05 de abril de 2020 às 09h36m
Prefeitura de Fortaleza garante 524 leitos para pacientes infectados pelo novo coronavírus

Após a conclusão da obra no PV, serão 524 leitos espalhados por hospitais na cidade com possibilidade de aumentar para 626 caso for necessário

Quando finalizadas as obras no estádio Presidente Vargas, subirá para 524 o número de leitos disponíveis para tratar pacientes infectados com o novo coronavírus em Fortaleza.

Os leitos estão divididos entre o IJF II, com 30, o Sopai (Hospital Infantil Filantrópico), com 60, o Hospital Leonardo da Vinci, com 230, e o estádio Presidente Vargas, que terá inicialmente 204, mas se preciso disponibilizará mais 102, somando 306. As informações são da secretária da Saúde de Fortaleza, Joana Maciel.
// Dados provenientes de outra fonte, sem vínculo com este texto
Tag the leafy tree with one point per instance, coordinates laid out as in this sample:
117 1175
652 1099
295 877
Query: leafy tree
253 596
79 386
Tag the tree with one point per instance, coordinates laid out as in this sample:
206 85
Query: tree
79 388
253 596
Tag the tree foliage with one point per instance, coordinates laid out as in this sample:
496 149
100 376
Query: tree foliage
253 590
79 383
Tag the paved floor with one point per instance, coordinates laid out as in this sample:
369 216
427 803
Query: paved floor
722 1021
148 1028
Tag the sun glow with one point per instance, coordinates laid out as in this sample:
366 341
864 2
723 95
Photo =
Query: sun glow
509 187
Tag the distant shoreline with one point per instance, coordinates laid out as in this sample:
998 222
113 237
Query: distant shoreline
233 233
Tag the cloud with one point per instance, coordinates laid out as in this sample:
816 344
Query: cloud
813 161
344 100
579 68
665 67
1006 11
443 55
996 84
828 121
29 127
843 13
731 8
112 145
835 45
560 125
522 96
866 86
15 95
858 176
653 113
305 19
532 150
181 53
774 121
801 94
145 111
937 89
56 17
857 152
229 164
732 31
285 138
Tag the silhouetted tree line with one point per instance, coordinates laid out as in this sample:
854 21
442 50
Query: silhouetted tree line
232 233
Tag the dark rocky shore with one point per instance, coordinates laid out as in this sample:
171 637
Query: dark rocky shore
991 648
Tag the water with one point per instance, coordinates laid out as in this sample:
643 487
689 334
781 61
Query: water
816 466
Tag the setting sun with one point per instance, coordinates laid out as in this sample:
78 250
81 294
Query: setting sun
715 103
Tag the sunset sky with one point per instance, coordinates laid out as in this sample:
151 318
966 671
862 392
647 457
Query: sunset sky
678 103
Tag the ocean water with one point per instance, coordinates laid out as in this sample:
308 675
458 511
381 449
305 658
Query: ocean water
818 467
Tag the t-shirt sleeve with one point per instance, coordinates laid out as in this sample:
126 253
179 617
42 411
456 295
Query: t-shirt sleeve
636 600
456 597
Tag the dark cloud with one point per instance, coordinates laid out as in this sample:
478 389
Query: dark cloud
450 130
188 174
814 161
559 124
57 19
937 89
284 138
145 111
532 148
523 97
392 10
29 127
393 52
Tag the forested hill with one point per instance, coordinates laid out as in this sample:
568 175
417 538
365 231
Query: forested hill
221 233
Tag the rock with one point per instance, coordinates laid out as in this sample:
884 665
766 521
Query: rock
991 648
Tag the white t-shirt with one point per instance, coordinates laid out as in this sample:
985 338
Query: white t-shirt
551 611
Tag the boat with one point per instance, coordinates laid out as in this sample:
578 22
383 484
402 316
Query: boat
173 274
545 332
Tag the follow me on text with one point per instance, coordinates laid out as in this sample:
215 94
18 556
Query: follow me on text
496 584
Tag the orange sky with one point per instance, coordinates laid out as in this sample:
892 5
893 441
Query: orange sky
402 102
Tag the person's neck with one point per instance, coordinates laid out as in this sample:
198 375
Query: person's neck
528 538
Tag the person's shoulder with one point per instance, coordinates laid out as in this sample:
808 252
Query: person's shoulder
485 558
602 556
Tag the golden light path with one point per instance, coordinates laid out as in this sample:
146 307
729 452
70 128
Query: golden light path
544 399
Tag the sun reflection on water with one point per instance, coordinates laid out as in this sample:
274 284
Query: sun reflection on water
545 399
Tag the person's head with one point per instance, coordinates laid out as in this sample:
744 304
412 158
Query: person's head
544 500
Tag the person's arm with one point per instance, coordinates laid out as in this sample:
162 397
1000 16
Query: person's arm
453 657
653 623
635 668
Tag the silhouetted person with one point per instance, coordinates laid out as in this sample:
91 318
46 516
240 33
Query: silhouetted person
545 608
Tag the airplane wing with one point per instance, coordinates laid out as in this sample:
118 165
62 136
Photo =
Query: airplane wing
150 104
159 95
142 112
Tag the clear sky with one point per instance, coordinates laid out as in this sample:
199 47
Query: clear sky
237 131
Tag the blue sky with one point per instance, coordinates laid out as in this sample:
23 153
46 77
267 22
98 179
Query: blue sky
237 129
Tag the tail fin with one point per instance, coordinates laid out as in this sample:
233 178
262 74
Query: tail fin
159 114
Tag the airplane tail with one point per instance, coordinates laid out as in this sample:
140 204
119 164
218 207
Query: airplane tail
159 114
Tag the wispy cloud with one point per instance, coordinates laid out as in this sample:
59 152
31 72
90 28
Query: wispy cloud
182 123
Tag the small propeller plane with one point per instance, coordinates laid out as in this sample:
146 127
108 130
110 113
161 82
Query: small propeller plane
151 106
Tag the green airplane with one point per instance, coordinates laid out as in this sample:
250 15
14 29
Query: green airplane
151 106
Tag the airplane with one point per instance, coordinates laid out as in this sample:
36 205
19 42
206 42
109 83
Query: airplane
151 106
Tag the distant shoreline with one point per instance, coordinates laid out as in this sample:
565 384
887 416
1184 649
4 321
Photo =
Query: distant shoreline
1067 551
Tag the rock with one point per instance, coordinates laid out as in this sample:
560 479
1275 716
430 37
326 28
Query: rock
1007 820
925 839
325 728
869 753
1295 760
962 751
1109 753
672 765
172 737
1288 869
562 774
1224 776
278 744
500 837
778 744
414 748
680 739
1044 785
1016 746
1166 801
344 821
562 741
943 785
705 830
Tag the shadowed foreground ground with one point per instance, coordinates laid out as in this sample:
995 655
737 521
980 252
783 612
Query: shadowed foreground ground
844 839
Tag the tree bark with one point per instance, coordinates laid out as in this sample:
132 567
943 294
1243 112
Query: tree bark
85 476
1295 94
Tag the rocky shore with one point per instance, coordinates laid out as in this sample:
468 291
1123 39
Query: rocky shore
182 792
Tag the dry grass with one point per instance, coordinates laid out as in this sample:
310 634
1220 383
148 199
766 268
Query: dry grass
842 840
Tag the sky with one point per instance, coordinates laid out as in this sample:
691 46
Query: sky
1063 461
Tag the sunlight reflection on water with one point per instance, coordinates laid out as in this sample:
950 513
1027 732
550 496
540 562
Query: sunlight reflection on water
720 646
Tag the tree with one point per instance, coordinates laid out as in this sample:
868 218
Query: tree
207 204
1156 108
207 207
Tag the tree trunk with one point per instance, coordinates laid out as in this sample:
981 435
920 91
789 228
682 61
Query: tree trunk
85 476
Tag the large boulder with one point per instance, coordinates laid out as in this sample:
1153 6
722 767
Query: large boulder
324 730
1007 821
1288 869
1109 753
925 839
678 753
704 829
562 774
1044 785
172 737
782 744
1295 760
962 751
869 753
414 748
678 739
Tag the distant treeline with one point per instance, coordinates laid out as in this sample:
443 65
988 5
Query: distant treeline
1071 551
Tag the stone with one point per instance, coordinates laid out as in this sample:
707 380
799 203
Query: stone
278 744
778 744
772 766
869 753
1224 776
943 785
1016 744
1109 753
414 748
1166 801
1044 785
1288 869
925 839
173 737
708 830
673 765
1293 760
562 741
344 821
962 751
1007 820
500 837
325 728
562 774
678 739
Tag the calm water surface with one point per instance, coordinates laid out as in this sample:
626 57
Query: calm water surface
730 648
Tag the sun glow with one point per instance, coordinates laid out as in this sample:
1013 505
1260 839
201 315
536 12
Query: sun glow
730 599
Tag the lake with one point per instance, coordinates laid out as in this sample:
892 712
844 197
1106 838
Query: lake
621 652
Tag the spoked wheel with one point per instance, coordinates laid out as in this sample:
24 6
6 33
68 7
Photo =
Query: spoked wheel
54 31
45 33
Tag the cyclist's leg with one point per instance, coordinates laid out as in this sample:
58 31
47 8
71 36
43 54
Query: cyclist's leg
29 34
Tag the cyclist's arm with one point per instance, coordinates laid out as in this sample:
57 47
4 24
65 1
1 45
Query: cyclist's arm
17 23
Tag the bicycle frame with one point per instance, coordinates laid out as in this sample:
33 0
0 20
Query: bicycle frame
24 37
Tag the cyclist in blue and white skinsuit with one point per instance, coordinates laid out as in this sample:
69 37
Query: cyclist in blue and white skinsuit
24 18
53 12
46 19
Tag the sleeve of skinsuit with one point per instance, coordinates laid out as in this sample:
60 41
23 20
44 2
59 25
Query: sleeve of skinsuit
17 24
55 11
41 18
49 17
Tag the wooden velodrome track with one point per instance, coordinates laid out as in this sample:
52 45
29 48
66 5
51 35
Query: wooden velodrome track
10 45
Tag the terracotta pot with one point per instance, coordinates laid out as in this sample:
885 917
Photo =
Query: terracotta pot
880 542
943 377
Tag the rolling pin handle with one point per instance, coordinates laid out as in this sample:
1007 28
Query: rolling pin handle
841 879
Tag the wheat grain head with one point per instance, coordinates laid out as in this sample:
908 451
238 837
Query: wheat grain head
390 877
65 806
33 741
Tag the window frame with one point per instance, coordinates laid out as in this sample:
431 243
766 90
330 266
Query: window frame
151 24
Sobre os testes, o prefeito Roberto Cláudio (PDT), em entrevista, afirmou que o Governo do Estado está fazendo uma grande compra para aumentar o número de exames e diagnósticos. “A medida mais preventiva para mudar a curva de transmissão, para reduzir o número de casos infectados, para reduzir a demanda simultânea por leitos hospitalares e de UTI é o isolamento social”, explicou. “O mais importante é que a gente também leve essa mensagem de consciência à população de que o isolamento social não é uma iniciativa subjetiva. Ela é evidência científica”, acrescentou.

Joana Maciel também ressalta a importância de a população ficar em casa. “Há 10 dias tínhamos 23 bairros com casos confirmados, agora já são 55. É muito importante que a população mantenha o isolamento social”.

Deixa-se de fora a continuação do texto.